A veces olvidamos lo esencial, confundimos las prioridades, extraviamos el rumbo y así vamos dejando en el camino valores fundamentales.
Tan evidente que a veces parece que lo ignoramos: la educación es la base mínima, el punto de partida para cualquier proyecto de nación. En cualquier terreno y frente a cualquier contingencia o crisis, es la apuesta más segura, la política más eficaz para el desarrollo y la movilidad social, punto de encuentro para compartir conocimientos, experiencias, valores, la mejor inversión en el mercado global.
En este fin de siglo, las tendencias planetarias nos exigen revisar a fondo el sistema educativo, no podemos negarlo. Pero tampoco podemos olvidar que el fin último de la educación no es formar eslabones para la cadena de producción, sino contribuir a una mejor manera de vivir. Por eso, la formación de una cultura científica y tecnológica debe enriquecer (no mutilar) el enfoque humanista de la educación.
Como los artistas, el verdadero maestro nace con una sola vocación: educar. Porque para el maestro, educar es una misión, es un acto de amor, en las aulas enseña mucho más que a leer, escribir y las sumas y restas: forma ciudadanos, comparte experiencias de vida, enseña a convivir, a pensar de manera independiente, es decir, a elegir.
``Quien pretende educar -escribe Fernando Savater- se convierte en cierto modo en responsable del mundo ante el neófito; si le repugna esta responsabilidad, más vale que no estorbe. Hacerse responsable del mundo no es aprobarlo tal como es, sino asumirle conscientemente porque es y porque sólo a partir de lo que es, puede ser enmendado''.
Por siempre, los maestros mexicanos han encontrado en la educación algo más que su materia de trabajo: un espacio privilegiado y de alta responsabilidad en la construcción y fortalecimiento de la nación. El destino del país ha pasado, en buena medida, por los salones de clase.
Como actor protagónico del sistema educativo nacional, el magisterio tiene ante sí enormes responsabilidades: elevar la calidad de la educación, ampliar la cobertura educativa, mejorar los métodos de enseñanza-aprendizaje.

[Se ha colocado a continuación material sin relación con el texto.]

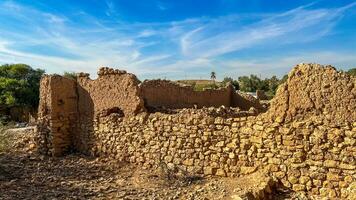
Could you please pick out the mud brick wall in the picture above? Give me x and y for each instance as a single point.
(163, 93)
(57, 115)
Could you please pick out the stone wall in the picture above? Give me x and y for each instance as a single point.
(306, 140)
(163, 93)
(303, 155)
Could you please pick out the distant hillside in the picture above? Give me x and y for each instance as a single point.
(200, 85)
(198, 82)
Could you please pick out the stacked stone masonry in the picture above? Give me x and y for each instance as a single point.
(312, 153)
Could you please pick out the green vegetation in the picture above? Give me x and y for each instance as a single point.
(213, 76)
(19, 87)
(352, 72)
(4, 139)
(71, 75)
(234, 83)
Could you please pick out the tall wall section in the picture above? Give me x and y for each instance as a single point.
(57, 115)
(162, 93)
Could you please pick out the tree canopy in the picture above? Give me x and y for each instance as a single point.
(19, 85)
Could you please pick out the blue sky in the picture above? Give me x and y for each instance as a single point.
(178, 39)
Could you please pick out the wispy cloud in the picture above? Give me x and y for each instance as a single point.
(298, 25)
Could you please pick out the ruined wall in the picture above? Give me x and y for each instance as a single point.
(112, 91)
(304, 155)
(57, 115)
(163, 93)
(306, 140)
(313, 90)
(112, 88)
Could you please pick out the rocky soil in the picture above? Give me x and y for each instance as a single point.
(26, 175)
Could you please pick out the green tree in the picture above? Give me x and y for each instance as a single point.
(19, 85)
(234, 83)
(352, 72)
(213, 76)
(71, 75)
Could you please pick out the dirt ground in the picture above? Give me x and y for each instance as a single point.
(26, 175)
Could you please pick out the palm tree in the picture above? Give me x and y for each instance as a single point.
(213, 76)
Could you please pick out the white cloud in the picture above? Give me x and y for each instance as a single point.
(216, 38)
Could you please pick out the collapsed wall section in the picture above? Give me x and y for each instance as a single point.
(112, 88)
(57, 115)
(163, 93)
(315, 90)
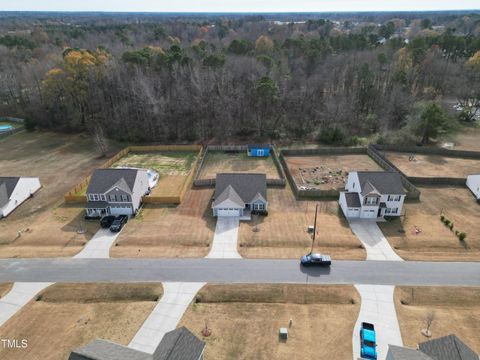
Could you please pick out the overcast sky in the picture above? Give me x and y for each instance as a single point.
(235, 5)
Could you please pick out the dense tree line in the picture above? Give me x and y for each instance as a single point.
(222, 78)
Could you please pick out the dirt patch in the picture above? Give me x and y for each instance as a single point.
(185, 230)
(53, 329)
(246, 324)
(433, 165)
(4, 289)
(456, 310)
(435, 241)
(283, 233)
(327, 171)
(218, 162)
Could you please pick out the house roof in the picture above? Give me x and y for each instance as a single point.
(353, 200)
(179, 344)
(7, 185)
(449, 347)
(403, 353)
(107, 350)
(385, 182)
(246, 187)
(104, 179)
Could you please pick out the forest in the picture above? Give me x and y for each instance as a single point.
(388, 77)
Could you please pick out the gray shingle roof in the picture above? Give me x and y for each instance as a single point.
(403, 353)
(386, 182)
(7, 185)
(179, 344)
(103, 179)
(107, 350)
(353, 200)
(246, 185)
(449, 347)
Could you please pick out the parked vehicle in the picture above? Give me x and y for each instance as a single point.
(118, 223)
(368, 341)
(106, 221)
(314, 259)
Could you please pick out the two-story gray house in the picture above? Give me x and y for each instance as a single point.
(116, 192)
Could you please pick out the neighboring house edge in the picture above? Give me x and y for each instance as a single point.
(372, 195)
(16, 190)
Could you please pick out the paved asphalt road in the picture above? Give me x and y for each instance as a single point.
(239, 271)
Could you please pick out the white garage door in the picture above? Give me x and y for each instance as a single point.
(228, 212)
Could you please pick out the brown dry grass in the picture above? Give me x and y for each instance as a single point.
(457, 310)
(436, 242)
(55, 327)
(283, 233)
(434, 165)
(218, 162)
(60, 161)
(346, 163)
(245, 319)
(161, 231)
(5, 288)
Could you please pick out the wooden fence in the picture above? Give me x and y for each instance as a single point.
(74, 196)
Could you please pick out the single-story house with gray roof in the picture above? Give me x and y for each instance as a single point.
(372, 195)
(14, 191)
(116, 192)
(179, 344)
(237, 194)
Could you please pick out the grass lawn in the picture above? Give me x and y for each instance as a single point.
(283, 233)
(218, 162)
(47, 225)
(456, 309)
(185, 230)
(434, 165)
(436, 241)
(67, 316)
(321, 171)
(245, 320)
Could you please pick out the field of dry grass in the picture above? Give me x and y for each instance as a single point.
(218, 162)
(314, 171)
(283, 233)
(437, 242)
(433, 165)
(67, 316)
(185, 230)
(245, 319)
(47, 225)
(456, 311)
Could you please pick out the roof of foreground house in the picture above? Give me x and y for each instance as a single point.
(240, 188)
(179, 344)
(449, 347)
(104, 179)
(385, 182)
(7, 185)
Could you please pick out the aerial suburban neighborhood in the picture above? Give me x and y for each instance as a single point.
(239, 182)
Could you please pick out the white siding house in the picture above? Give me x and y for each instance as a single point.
(473, 183)
(14, 191)
(372, 195)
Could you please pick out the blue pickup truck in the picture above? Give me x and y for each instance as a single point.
(368, 342)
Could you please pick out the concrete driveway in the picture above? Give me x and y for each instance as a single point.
(373, 240)
(165, 316)
(99, 246)
(377, 308)
(224, 245)
(20, 294)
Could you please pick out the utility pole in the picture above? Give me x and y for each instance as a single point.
(314, 228)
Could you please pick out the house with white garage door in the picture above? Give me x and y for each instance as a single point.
(238, 194)
(116, 192)
(14, 191)
(372, 195)
(473, 183)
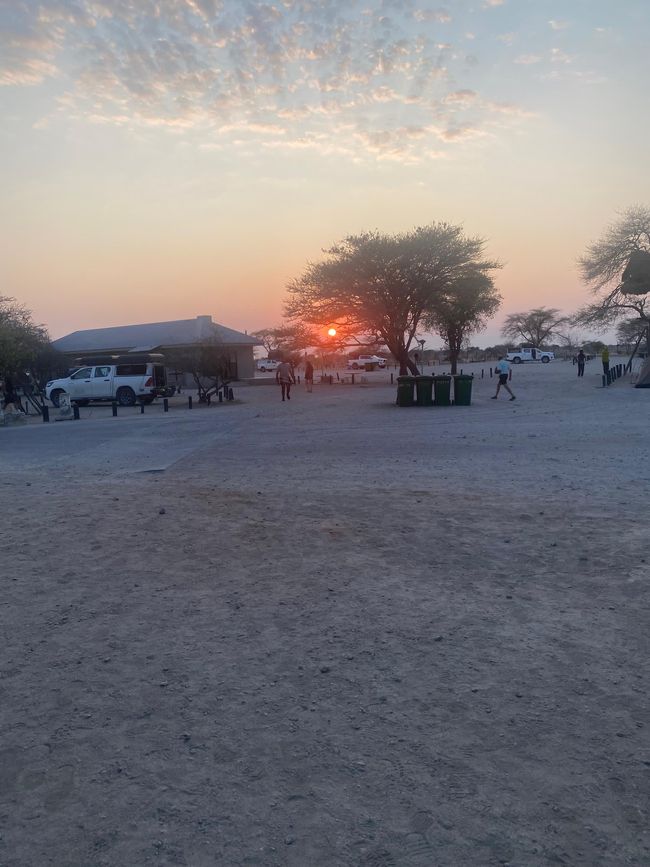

Pero, bien lo sabemos, responder a estos desafíos no depende únicamente de la voluntad y del esfuerzo de los maestros. La educación es una responsabilidad compartida de padres y profesores, de gobierno y medios de comunicación, de la sociedad toda.
A diario, en el salón de clase, el oficio de educar se recrea de mil formas. El propio Savater propone una interpretación más acerca del valor de educar: ``...decir que la educación es valiosa y válida, pero también que es un acto de coraje, un paso al frente de la valentía humana. Cobardes o recelosos, abstenerse''.
Queridos maestros: aunque a veces la fatiga, el ingreso siempre insuficiente, la precariedad de los apoyos didácticos y la incomprensión de algunos los haga dudar, el esfuerzo ha valido la pena. Desde el aula ustedes han ensanchado las avenidas democráticas; están cerca del pueblo, de sus afanes y sus sueños, fortalecen en sus alumnos el amor a nuestra historia, a nuestro ser nacional.
Los maestros seguirán siendo actores cruciales para la vida democrática y la equidad, para la justicia y la libertad. Más allá de cuánto ganen, más allá de las duras condiciones que a veces forman parte de su realidad de todos los días, seguirán inconformes y creativos, transmitiendo valores -la responsabilidad, el respeto a los otros, al medio ambiente-, enseñando a sus alumnos a conocer y amar profundamente a México. El maestro no abandonará su mística ni su trinchera.